Here's what SNFs need to know to get things done right.
Billing for patients with both Medicare and Medicaid coverage can be tricky for skilled nursing facilities. But a March 31 audit of the Texas Department of Human Services dropped a few hints on how SNFs can get the matter cleared up.
In the report, titled "Review of Medicaid Long-Term Care Payments for Individuals with Both Medicare and Medicaid Coverage" (A-06-03-00040), the HHS Office of Inspector General sent the state knocking on the doors of nursing homes in order to recoup over $7,800 in overpayments that occurred between January and June of 2001. What went wrong? Medicaid long-term care payments that incorrectly overlapped with SNF Medicare payments, and Medicare co-payments that were unallowable because they fell within the first 20 days of the original SNF admission date.
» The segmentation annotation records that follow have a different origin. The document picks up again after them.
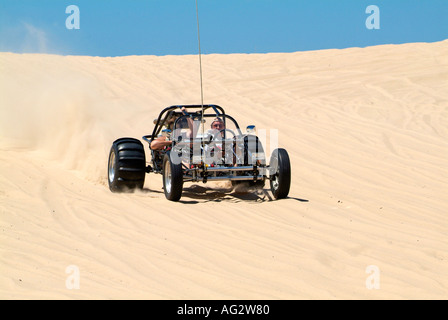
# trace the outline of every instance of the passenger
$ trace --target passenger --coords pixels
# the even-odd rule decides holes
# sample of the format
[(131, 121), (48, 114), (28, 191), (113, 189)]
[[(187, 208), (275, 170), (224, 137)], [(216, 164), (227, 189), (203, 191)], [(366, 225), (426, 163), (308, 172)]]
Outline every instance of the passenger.
[[(183, 114), (183, 115), (185, 115), (185, 116), (188, 115), (188, 113), (187, 113), (185, 107), (182, 107), (181, 110), (182, 110), (182, 114)], [(168, 128), (171, 132), (173, 132), (174, 122), (175, 122), (177, 119), (178, 119), (178, 117), (172, 116), (172, 117), (171, 117), (170, 119), (168, 119), (168, 121), (167, 121), (167, 128)], [(193, 131), (193, 130), (192, 130), (192, 128), (193, 128), (193, 120), (190, 119), (190, 118), (187, 118), (187, 121), (188, 121), (188, 127), (189, 127), (189, 129), (190, 129), (190, 133), (188, 134), (188, 136), (191, 136), (191, 132)], [(182, 126), (182, 125), (181, 125), (181, 126)], [(168, 146), (170, 146), (170, 145), (171, 145), (171, 141), (170, 141), (170, 140), (167, 140), (167, 137), (162, 135), (162, 136), (159, 136), (159, 137), (155, 138), (154, 140), (152, 140), (152, 141), (151, 141), (151, 145), (150, 145), (150, 147), (151, 147), (152, 150), (161, 150), (161, 149), (163, 149), (163, 148), (165, 148), (165, 147), (168, 147)]]

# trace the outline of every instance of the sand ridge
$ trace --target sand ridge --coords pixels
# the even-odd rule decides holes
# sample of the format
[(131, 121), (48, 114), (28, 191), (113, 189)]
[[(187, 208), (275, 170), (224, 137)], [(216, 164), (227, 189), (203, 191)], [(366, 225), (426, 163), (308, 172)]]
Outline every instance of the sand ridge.
[(197, 56), (0, 53), (2, 299), (448, 297), (448, 41), (204, 55), (203, 69), (205, 103), (278, 129), (288, 199), (187, 184), (173, 203), (160, 175), (108, 190), (114, 139), (198, 103)]

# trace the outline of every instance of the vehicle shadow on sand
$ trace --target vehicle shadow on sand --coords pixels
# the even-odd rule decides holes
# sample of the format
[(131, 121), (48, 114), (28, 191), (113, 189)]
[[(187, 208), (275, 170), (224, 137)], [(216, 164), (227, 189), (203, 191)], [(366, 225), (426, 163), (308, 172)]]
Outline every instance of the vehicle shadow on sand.
[[(197, 200), (187, 200), (197, 199)], [(308, 202), (309, 200), (299, 199), (294, 197), (287, 197), (286, 199), (294, 199), (300, 202)], [(200, 185), (192, 185), (184, 187), (180, 203), (196, 204), (202, 202), (250, 202), (263, 203), (275, 201), (275, 198), (270, 194), (269, 189), (238, 189), (233, 187), (218, 187), (210, 188)]]

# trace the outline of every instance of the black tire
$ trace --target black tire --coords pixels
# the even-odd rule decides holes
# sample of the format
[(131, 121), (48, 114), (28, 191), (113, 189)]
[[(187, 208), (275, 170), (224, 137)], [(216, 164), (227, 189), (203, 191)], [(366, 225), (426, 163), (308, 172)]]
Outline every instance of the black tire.
[(107, 180), (112, 192), (143, 189), (146, 157), (143, 144), (134, 138), (115, 140), (110, 148)]
[[(244, 137), (244, 157), (243, 166), (254, 165), (252, 161), (253, 153), (264, 153), (263, 145), (260, 139), (254, 135), (247, 135)], [(266, 164), (266, 160), (261, 160), (261, 165)], [(237, 190), (250, 190), (250, 189), (263, 189), (265, 185), (265, 180), (257, 181), (232, 181), (232, 187)]]
[(285, 149), (275, 149), (271, 155), (270, 183), (275, 199), (284, 199), (288, 196), (291, 186), (291, 163)]
[(163, 158), (163, 190), (165, 197), (170, 201), (179, 201), (184, 186), (182, 164), (171, 161), (168, 151)]

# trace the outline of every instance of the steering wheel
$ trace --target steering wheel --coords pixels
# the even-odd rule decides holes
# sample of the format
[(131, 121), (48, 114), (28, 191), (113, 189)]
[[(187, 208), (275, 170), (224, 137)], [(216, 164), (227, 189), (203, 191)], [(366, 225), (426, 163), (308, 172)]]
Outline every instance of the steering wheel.
[(218, 132), (216, 132), (216, 133), (213, 135), (213, 139), (212, 139), (212, 141), (218, 141), (218, 138), (219, 138), (219, 137), (222, 137), (222, 133), (223, 133), (223, 132), (226, 132), (226, 131), (230, 132), (230, 133), (233, 135), (233, 138), (236, 137), (235, 132), (233, 132), (232, 130), (230, 130), (230, 129), (221, 129), (221, 130), (219, 130)]

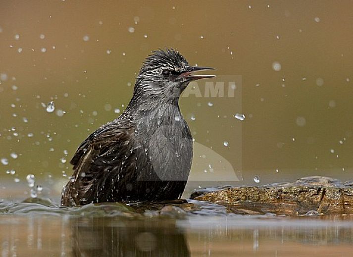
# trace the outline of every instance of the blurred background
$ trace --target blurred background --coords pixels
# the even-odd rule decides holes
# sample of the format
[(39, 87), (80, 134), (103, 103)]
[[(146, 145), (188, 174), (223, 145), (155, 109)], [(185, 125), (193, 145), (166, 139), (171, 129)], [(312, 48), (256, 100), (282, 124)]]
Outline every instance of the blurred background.
[(165, 47), (216, 68), (211, 82), (241, 80), (235, 98), (181, 99), (197, 144), (190, 190), (352, 178), (352, 1), (0, 7), (0, 200), (29, 194), (28, 174), (58, 198), (77, 147), (124, 111), (142, 62)]

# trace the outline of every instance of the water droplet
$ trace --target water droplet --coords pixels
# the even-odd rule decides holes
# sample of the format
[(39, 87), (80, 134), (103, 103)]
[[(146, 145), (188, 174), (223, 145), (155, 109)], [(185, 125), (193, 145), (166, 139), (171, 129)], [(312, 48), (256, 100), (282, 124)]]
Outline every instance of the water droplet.
[(26, 177), (26, 179), (28, 182), (28, 186), (29, 187), (33, 187), (34, 186), (34, 182), (36, 181), (36, 177), (33, 174), (29, 174)]
[(240, 113), (236, 113), (234, 115), (234, 117), (236, 119), (239, 119), (239, 120), (244, 120), (245, 119), (245, 115), (244, 114), (241, 114)]
[(272, 63), (272, 69), (276, 71), (279, 71), (282, 69), (282, 65), (279, 62), (275, 61), (273, 63)]
[(317, 78), (315, 81), (316, 83), (316, 86), (318, 87), (321, 87), (324, 84), (324, 80), (321, 78)]
[(107, 111), (111, 110), (111, 104), (109, 103), (105, 103), (104, 105), (104, 109)]
[(336, 101), (335, 100), (330, 100), (328, 102), (328, 106), (330, 108), (336, 107)]
[(259, 177), (257, 175), (255, 175), (253, 177), (253, 181), (255, 182), (255, 183), (260, 183), (260, 177)]
[(3, 81), (7, 80), (7, 74), (6, 73), (0, 73), (0, 80)]
[(66, 113), (66, 111), (62, 110), (61, 109), (58, 109), (57, 110), (56, 110), (56, 111), (55, 111), (55, 113), (59, 117), (62, 117)]
[(47, 112), (52, 112), (55, 110), (55, 104), (53, 101), (50, 101), (47, 105)]
[(2, 163), (2, 165), (8, 164), (8, 160), (6, 158), (1, 158), (0, 159), (0, 162)]
[(306, 124), (306, 120), (304, 117), (298, 116), (296, 120), (296, 123), (300, 127), (303, 127)]
[(82, 38), (82, 39), (83, 39), (84, 41), (87, 42), (89, 40), (90, 40), (90, 37), (88, 35), (85, 35), (85, 36), (83, 36)]
[(32, 197), (32, 198), (36, 198), (37, 196), (38, 195), (37, 194), (37, 190), (36, 190), (34, 188), (31, 189), (31, 197)]

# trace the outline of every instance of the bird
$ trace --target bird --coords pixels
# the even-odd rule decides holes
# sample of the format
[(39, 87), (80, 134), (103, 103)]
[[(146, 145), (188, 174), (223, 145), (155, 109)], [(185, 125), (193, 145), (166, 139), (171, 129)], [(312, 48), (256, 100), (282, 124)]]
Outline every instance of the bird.
[(179, 199), (193, 158), (193, 138), (179, 106), (192, 81), (213, 68), (191, 66), (172, 48), (152, 51), (142, 64), (133, 96), (116, 119), (78, 147), (62, 206), (158, 202)]

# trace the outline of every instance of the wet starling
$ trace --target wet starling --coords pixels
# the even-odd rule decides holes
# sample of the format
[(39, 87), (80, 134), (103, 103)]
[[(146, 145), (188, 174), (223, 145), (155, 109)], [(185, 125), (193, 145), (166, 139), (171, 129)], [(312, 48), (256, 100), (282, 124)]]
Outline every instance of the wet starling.
[(153, 51), (125, 111), (79, 147), (61, 205), (180, 198), (190, 171), (193, 140), (179, 98), (191, 81), (214, 77), (192, 72), (209, 69), (190, 66), (173, 49)]

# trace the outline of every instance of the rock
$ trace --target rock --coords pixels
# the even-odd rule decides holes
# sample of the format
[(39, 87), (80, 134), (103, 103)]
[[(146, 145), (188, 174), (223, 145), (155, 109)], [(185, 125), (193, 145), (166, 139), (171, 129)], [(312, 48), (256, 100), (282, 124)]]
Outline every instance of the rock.
[(223, 205), (236, 213), (353, 213), (353, 181), (315, 176), (258, 187), (208, 188), (195, 191), (191, 198)]

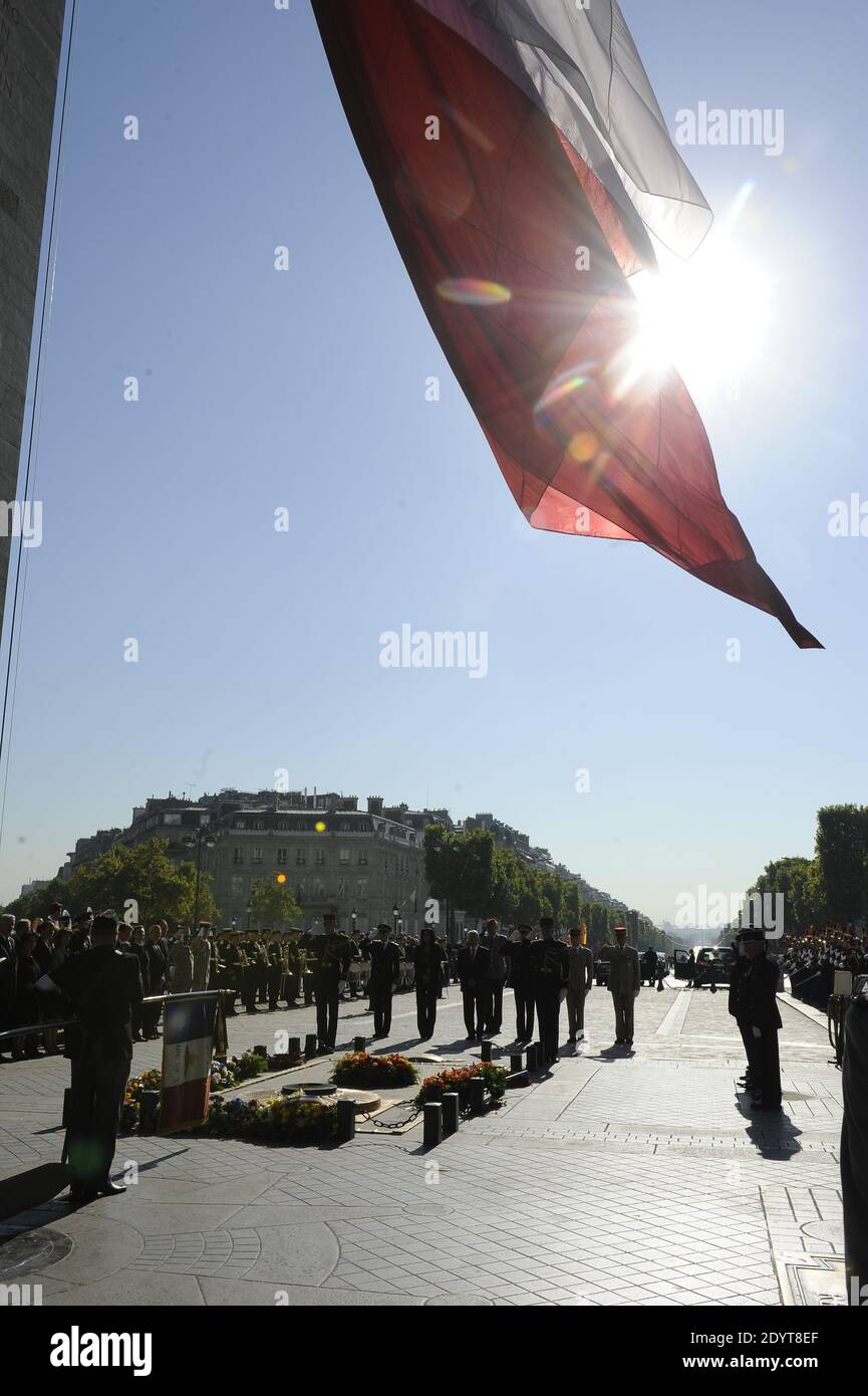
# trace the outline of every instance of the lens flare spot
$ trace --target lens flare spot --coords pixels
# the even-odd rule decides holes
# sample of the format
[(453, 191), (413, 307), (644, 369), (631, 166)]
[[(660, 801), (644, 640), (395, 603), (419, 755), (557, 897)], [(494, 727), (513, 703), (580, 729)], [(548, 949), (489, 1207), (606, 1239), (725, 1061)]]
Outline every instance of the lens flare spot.
[(575, 394), (579, 394), (590, 383), (589, 370), (592, 367), (593, 364), (590, 363), (578, 363), (560, 373), (557, 378), (553, 378), (546, 385), (546, 391), (533, 410), (537, 413), (546, 412), (557, 406), (558, 402), (565, 402)]
[(440, 282), (437, 295), (456, 306), (502, 306), (512, 299), (508, 286), (479, 276), (449, 276)]
[(600, 438), (596, 431), (576, 431), (567, 447), (574, 461), (588, 465), (600, 450)]

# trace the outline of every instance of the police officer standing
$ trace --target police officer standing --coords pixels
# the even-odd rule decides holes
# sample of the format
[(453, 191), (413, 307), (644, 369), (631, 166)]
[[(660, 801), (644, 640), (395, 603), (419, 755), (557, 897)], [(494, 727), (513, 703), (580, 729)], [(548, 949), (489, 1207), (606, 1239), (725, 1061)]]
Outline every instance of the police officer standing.
[(98, 916), (92, 949), (43, 974), (36, 988), (61, 990), (75, 1007), (77, 1026), (67, 1030), (71, 1100), (67, 1129), (70, 1206), (127, 1189), (109, 1174), (117, 1142), (120, 1107), (133, 1060), (133, 1012), (142, 1001), (138, 960), (117, 953), (117, 919)]
[(188, 994), (193, 988), (193, 955), (180, 926), (169, 945), (169, 993)]
[(741, 981), (742, 981), (742, 977), (744, 977), (744, 974), (747, 973), (747, 969), (748, 969), (748, 958), (747, 958), (747, 955), (744, 952), (744, 942), (741, 940), (741, 934), (738, 934), (735, 937), (734, 949), (735, 949), (735, 963), (733, 965), (733, 972), (731, 972), (731, 976), (730, 976), (730, 990), (728, 990), (727, 1011), (728, 1011), (730, 1016), (735, 1019), (735, 1025), (738, 1027), (738, 1032), (741, 1033), (741, 1040), (744, 1043), (744, 1054), (747, 1057), (745, 1072), (744, 1072), (744, 1076), (738, 1078), (738, 1083), (740, 1083), (740, 1086), (744, 1086), (745, 1090), (751, 1090), (752, 1092), (752, 1090), (756, 1090), (756, 1068), (754, 1065), (754, 1060), (755, 1060), (755, 1051), (754, 1051), (755, 1037), (754, 1037), (754, 1034), (752, 1034), (752, 1032), (751, 1032), (751, 1029), (748, 1026), (748, 1020), (744, 1016), (744, 1009), (742, 1009), (742, 1007), (740, 1005), (740, 1001), (738, 1001), (740, 993), (741, 993)]
[(508, 941), (504, 949), (509, 960), (509, 983), (515, 995), (515, 1040), (533, 1040), (533, 962), (530, 926), (518, 927), (518, 941)]
[(211, 941), (208, 940), (208, 930), (204, 926), (197, 926), (194, 931), (190, 941), (190, 958), (193, 960), (190, 987), (198, 993), (208, 988), (208, 976), (211, 973)]
[(341, 980), (346, 979), (350, 966), (350, 946), (345, 935), (338, 934), (338, 917), (328, 912), (322, 917), (324, 935), (301, 937), (304, 949), (313, 951), (314, 1000), (317, 1004), (317, 1039), (321, 1051), (334, 1051), (338, 1039), (338, 1000)]
[(868, 997), (858, 993), (844, 1018), (844, 1122), (841, 1198), (847, 1304), (868, 1304)]
[(392, 930), (382, 921), (377, 927), (377, 940), (367, 948), (371, 962), (371, 1008), (374, 1011), (374, 1037), (388, 1037), (392, 1029), (392, 994), (401, 980), (401, 951), (389, 942)]
[(561, 994), (565, 994), (569, 977), (569, 951), (562, 941), (555, 941), (550, 916), (540, 916), (540, 931), (543, 940), (533, 942), (530, 955), (543, 1058), (544, 1065), (550, 1067), (558, 1061)]
[(752, 1108), (780, 1111), (777, 960), (766, 953), (765, 931), (745, 930), (741, 942), (748, 963), (740, 976), (737, 1008), (754, 1041)]
[(567, 977), (567, 1016), (569, 1019), (569, 1044), (585, 1040), (585, 1000), (593, 986), (593, 955), (582, 945), (581, 927), (569, 928), (569, 972)]
[(265, 941), (265, 958), (268, 960), (268, 1011), (276, 1013), (278, 1000), (283, 988), (286, 963), (283, 960), (283, 944), (279, 931), (265, 931), (269, 940)]

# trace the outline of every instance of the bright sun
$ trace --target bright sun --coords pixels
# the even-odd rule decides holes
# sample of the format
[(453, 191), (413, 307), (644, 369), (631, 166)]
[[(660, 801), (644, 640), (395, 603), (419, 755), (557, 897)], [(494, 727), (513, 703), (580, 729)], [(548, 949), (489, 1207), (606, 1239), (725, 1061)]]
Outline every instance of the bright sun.
[(772, 315), (772, 278), (712, 229), (688, 262), (629, 281), (639, 302), (636, 336), (618, 366), (624, 389), (674, 364), (698, 391), (734, 380), (762, 356)]

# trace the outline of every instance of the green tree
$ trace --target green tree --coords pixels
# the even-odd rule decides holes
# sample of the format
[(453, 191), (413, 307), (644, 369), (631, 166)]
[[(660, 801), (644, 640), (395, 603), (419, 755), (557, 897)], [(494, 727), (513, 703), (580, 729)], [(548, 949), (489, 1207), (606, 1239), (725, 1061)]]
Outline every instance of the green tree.
[(301, 919), (301, 907), (287, 884), (278, 882), (276, 878), (272, 881), (258, 878), (250, 889), (250, 900), (253, 902), (253, 914), (261, 926), (280, 930), (286, 923)]
[[(173, 923), (190, 923), (195, 902), (195, 864), (174, 863), (166, 857), (166, 839), (147, 839), (133, 849), (119, 845), (77, 868), (67, 881), (54, 881), (29, 898), (18, 898), (18, 905), (11, 903), (7, 910), (36, 916), (45, 914), (52, 902), (61, 902), (73, 914), (92, 906), (95, 912), (110, 909), (123, 917), (127, 902), (134, 902), (140, 921), (165, 917)], [(29, 905), (25, 907), (21, 903)], [(216, 910), (211, 875), (202, 872), (200, 919), (214, 920)]]
[(868, 808), (829, 804), (816, 811), (816, 863), (822, 916), (861, 920), (868, 891)]
[(786, 857), (766, 863), (751, 892), (784, 899), (784, 931), (804, 931), (823, 917), (819, 867), (815, 859)]

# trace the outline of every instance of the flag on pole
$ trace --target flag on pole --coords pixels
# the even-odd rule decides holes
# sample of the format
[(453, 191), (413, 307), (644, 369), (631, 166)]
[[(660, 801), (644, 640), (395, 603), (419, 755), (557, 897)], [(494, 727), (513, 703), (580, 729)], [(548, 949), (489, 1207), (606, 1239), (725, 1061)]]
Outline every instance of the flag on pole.
[(426, 315), (534, 528), (648, 543), (822, 648), (759, 567), (628, 276), (710, 209), (615, 0), (313, 0)]
[(208, 1118), (211, 1054), (218, 997), (167, 998), (163, 1012), (163, 1083), (159, 1132), (190, 1129)]

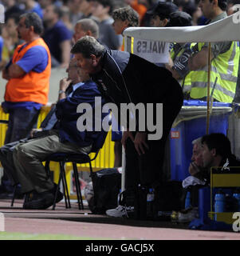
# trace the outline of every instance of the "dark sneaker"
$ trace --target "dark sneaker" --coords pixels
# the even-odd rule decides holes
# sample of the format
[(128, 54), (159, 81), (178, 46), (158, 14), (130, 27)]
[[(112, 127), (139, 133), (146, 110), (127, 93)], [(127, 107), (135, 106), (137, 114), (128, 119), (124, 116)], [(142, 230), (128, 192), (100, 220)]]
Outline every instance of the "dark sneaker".
[(128, 214), (134, 213), (134, 207), (133, 206), (123, 206), (119, 205), (115, 209), (110, 209), (106, 210), (106, 214), (110, 217), (116, 217), (116, 218), (123, 218), (127, 217), (128, 218)]
[[(33, 192), (30, 200), (25, 202), (23, 209), (26, 210), (45, 210), (53, 205), (57, 186), (51, 190), (43, 193)], [(56, 203), (61, 201), (63, 194), (60, 190), (57, 191)]]
[[(42, 194), (41, 195), (41, 194)], [(41, 193), (37, 198), (25, 202), (23, 209), (26, 210), (45, 210), (53, 204), (54, 195), (52, 193)]]

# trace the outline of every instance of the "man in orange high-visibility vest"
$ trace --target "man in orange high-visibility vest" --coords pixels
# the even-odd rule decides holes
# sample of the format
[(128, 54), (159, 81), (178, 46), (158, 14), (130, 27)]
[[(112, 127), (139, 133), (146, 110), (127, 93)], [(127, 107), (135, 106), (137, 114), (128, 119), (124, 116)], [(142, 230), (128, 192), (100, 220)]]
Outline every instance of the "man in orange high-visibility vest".
[(26, 42), (16, 48), (2, 72), (8, 82), (2, 106), (10, 114), (5, 144), (27, 137), (36, 126), (40, 109), (48, 102), (51, 72), (49, 50), (40, 37), (43, 26), (39, 16), (22, 14), (17, 30)]

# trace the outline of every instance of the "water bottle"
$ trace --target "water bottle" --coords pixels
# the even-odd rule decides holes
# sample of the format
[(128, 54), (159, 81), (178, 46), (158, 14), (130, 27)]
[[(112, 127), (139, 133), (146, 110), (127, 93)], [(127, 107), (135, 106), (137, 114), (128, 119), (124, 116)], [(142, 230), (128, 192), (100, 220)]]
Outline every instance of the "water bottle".
[(234, 193), (233, 198), (235, 199), (234, 210), (240, 212), (240, 191), (236, 191)]
[[(225, 211), (225, 194), (222, 190), (218, 190), (214, 198), (214, 211), (215, 213), (223, 213)], [(217, 221), (217, 214), (215, 214)]]
[(154, 190), (150, 188), (147, 194), (147, 218), (153, 219), (153, 202), (154, 202)]
[(185, 199), (185, 209), (191, 207), (191, 193), (190, 191), (187, 192), (186, 199)]
[(122, 192), (122, 190), (120, 189), (119, 194), (117, 194), (117, 202), (116, 202), (116, 205), (117, 205), (117, 206), (119, 206), (119, 203), (120, 203), (120, 196), (121, 196), (121, 192)]

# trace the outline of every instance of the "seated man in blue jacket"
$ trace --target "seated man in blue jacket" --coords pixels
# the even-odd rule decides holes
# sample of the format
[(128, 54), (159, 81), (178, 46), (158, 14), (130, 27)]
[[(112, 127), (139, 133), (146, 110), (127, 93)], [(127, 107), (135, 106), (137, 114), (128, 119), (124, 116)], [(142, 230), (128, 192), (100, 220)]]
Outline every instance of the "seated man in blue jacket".
[[(94, 110), (95, 97), (100, 94), (96, 85), (89, 80), (89, 75), (77, 67), (74, 59), (70, 62), (69, 74), (72, 69), (79, 74), (79, 80), (68, 97), (66, 90), (73, 81), (69, 78), (61, 81), (59, 101), (56, 105), (57, 123), (54, 129), (50, 130), (47, 136), (20, 142), (14, 149), (16, 182), (21, 184), (22, 193), (33, 192), (32, 200), (24, 203), (24, 209), (46, 209), (53, 204), (56, 186), (47, 177), (41, 163), (46, 157), (57, 152), (89, 153), (99, 135), (99, 132), (94, 130), (83, 132), (77, 128), (77, 119), (81, 115), (77, 112), (79, 104), (89, 103)], [(57, 201), (61, 199), (62, 194), (59, 192)]]
[[(78, 69), (76, 67), (74, 62), (72, 62), (70, 63), (69, 68), (66, 70), (66, 72), (68, 73), (68, 81), (71, 81), (71, 83), (65, 90), (65, 94), (69, 96), (73, 92), (73, 89), (77, 89), (78, 85), (82, 84), (82, 82), (80, 82), (81, 81), (81, 78), (79, 76)], [(63, 78), (60, 82), (61, 89), (64, 85), (64, 83), (66, 83), (65, 80), (66, 78)], [(61, 97), (61, 94), (59, 94), (59, 99), (60, 99), (60, 97)], [(14, 166), (14, 159), (13, 159), (13, 151), (15, 146), (20, 142), (27, 142), (36, 138), (48, 135), (49, 130), (56, 128), (57, 122), (57, 118), (56, 116), (56, 106), (53, 105), (50, 111), (48, 113), (45, 119), (41, 123), (40, 128), (34, 128), (31, 130), (30, 138), (25, 138), (21, 139), (20, 141), (16, 141), (14, 142), (6, 144), (0, 148), (0, 161), (10, 182), (11, 186), (16, 186), (18, 183), (18, 179), (16, 176), (17, 174), (16, 174), (15, 166)], [(10, 190), (12, 190), (12, 189), (10, 188)], [(19, 194), (18, 186), (16, 192), (18, 196)], [(22, 197), (21, 194), (19, 195), (20, 197)], [(0, 196), (1, 196), (1, 198), (7, 198), (10, 197), (11, 198), (13, 194), (8, 194), (8, 193), (3, 193), (3, 194), (1, 194)]]

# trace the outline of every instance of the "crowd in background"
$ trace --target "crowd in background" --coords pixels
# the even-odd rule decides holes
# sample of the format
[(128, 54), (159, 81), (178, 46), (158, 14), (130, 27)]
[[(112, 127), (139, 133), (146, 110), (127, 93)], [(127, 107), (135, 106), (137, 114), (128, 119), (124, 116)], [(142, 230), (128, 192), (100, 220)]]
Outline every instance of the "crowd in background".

How to get a leg up on the problem: SNFs should be sure they brush up on the admission and discharge reporting responsibilities set up by the Centers for Medicare & Medicaid Services for dual eligible claims, and that corresponding support documentation is in place to fill in the gaps should the state come calling.
To read the report go to
http://oig.hhs.gov/oas/reports/region6/60300040.pdf.
Lesson Learned: Skilled nursing facilities that have slid on dual eligible reporting requirements could be in for a reminder -- and a financial adjustment -- from state agencies.